THE HEN WHO DREAMED SHE COULD FLY, a modern South Korean fable by Sun-mi Hwang, tells the story of Sprout, a plucky, ambitious and charismatic hen who lives in a coop. However, Sprout is not content to lay eggs for others in a tiny cage for the farmer. She has a dream of hatching one egg and raising the chick herself. Sprout can see the animals in the barnyard who are allowed to roam free, and she wishes to join them and escape captivity. Once she is declared useless by the farmer and his wife, she is taken from the coop and left for dead. Sprout, though, has other ideas.
"Beautifully and simply written, THE HEN WHO DREAMED SHE COULD FLY is a reflection on society, nature and the world at large."
Without getting into plot details, Sprout escapes the cruelty of the coop for the cold indifference of the animals of the barnyard. She does eventually manage to raise a chick, though not her own, and we follow the two as they struggle to overcome violent, harsh conditions. Additionally, we see Sprout struggle with loss, maternity and, no pun intended, empty nest syndrome.
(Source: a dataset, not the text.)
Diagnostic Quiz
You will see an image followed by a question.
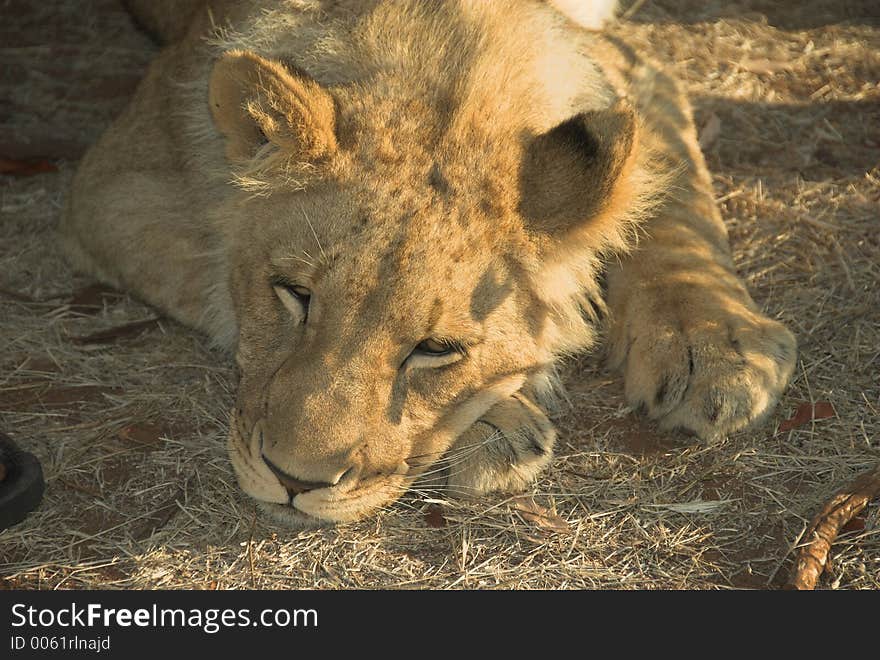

Beautifully and simply written, THE HEN WHO DREAMED SHE COULD FLY is a reflection on society, nature and the world at large. Sprout’s life in the coop represents the human fear and tendency of letting circumstances and society trap us in a life we do not want. The selfish animals of the barnyard bring to mind our ability to ignore the plight of those around us. Sprout's life in the wild demonstrates the physical and evolutionary dangers of the world in which we live. Just as Sprout struggles with predators and nature, we can never keep ourselves or our families entirely safe.
At the center of all this is Sprout, one of the most likable protagonists of the year. With her defiance of the rules, curiosity and tireless efforts, Sprout stays with and inspires the reader long after the slim story is finished.